Wien. Dass der April meteorologisch als der sprunghafteste Monat gilt, war nicht nur Experten längst klar. Doch für heuer hatte sich der vierte Monat offenbar ganz besondere statistische Leckerbissen aufgehoben: Frost und Hitze lagen selten so nah beieinander, die Temperaturen lagen teils im zweistelligen Minusbereich, teils kletterten sie über die 30-Grad-Marke. Und was den Niederschlag betrifft, so lag dieser gleich um 50 Prozent über dem langjährigen Durchschnitt – während das kostbare Nass stellenweise weiter ausblieb.

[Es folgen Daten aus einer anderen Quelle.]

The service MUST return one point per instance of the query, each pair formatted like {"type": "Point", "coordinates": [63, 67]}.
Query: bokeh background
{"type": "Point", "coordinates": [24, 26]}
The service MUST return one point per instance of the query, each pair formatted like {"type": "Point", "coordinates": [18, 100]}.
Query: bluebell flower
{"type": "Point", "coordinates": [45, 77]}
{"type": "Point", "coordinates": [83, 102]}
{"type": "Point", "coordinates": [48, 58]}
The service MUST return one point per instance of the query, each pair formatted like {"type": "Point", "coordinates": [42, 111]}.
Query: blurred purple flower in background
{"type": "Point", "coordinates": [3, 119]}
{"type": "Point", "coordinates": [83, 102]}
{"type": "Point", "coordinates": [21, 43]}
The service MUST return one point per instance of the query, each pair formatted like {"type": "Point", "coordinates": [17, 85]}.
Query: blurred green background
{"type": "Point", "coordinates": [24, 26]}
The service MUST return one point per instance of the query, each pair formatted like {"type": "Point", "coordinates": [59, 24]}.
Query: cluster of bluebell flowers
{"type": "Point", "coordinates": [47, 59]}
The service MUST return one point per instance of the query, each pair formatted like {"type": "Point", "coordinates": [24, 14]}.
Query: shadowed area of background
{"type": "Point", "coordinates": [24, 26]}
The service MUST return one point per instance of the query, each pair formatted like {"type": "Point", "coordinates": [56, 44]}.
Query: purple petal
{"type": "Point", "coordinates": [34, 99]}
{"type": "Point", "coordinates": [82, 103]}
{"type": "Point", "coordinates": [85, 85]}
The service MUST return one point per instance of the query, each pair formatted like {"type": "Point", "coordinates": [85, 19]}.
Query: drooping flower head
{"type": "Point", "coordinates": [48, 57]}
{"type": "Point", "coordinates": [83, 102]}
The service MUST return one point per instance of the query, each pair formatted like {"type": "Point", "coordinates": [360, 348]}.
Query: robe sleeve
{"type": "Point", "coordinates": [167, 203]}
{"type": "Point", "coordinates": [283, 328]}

"Am Anfang weiß, am Ende heiß", titelten die Meteorologen von der ZAMG in Wien in ihrer April-Bilanz. Noch am Ostermontag wurden in Tannheim (Tirol) minus 13,9 Grad gemessen, lediglich 19 Tage später wurde in Waidhofen an der Ybbs (NÖ) mit exakt 32 Grad der April-Hitze-Rekord geknackt. Neue Bundesländerrekorde gab es in Vorarlberg (Bregenz 31,2 Grad), Tirol (Kufstein 31,2), Salzburg (Salzburg 31,5), Oberösterreich (Braunau 31,8), Wien (Innere Stadt 30,0) und dem Burgenland (Neusiedl/See 30,6).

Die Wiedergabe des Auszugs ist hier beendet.